S&P Dow Jones Indices has been the de facto scorekeeper of the ongoing active versus passive debate since the first publication of the S&P Indices Versus Active Funds (SPIVA) U.S. Scorecard in 2002. The SPIVA Europe Scorecard measures the performance of actively managed European equity funds denominated in euro (EUR), British pound sterling (GBP), and other European local currencies against the performance of their respective S&P DJI benchmark indices over 1-, 3-, 5-, and 10-year investment horizons.
YEAR-END 2017 HIGHLIGHTS
- European equity markets achieved strong, above-average gains in 2017. The S&P Europe 350 ended the year 10.75% higher, as historically low levels of volatility in the markets indicated investors’ confidence in the strength of the continent’s economy and stability of its pro-EU leadership.
- Continued global expansion throughout the year supported strong bull rallies across international markets. Despite robust global growth, the weakening of the U.S. dollar throughout the year reduced returns for European investors holding global and U.S. equities. The S&P Global 1200 and the S&P 500® finished the year up 8.57% and 7.01%, respectively, in euro terms. Meanwhile, the broad emerging equity benchmark recorded an impressive one-year return of 21.12% in euro terms, as measured by the S&P/IFCI.
- The majority of active fund categories in Europe underperformed over the past 10 years. Nine out of 23 active fund categories across the European-domiciled equity funds analyzed were able to provide average asset-weighted returns above their corresponding benchmarks over a 10-year period. Furthermore, in those nine outperforming categories, less than one-third of the funds beat the benchmark. This indicates that a minority of funds were responsible for each group’s success.
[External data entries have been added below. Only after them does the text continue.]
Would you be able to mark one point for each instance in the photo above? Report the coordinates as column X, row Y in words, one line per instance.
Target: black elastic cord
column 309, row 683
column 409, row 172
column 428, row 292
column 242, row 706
- U.S. and Emerging Market Equity funds domiciled in Europe remained among the region’s worst-performing active fund categories. Euro- and pound sterling-denominated funds investing solely in U.S. equities provided average returns that were below their local currency S&P 500 benchmark for all periods analyzed. Less than one-third of these funds outperformed in 2017 and less than one-tenth outperformed since 2008.
- Likewise, European funds managing global emerging equities failed to deliver average returns above the benchmark over any period analyzed. Interestingly, this finding is in stark contrast to the widely held belief that inefficient markets provide the best opportunities for stock pickers to outperform.
- One-year performance of active pan-European equity funds (euro-denominated) relative to the S&P Europe 350 was fairly evenly split. In 2017, 53% of funds in the category outperformed the benchmark. Over the 10-year period, 15% of funds in the same category beat the S&P Europe 350. Of the funds that were in existence in the category at the start of 2008, 45% survived to the end of 2017.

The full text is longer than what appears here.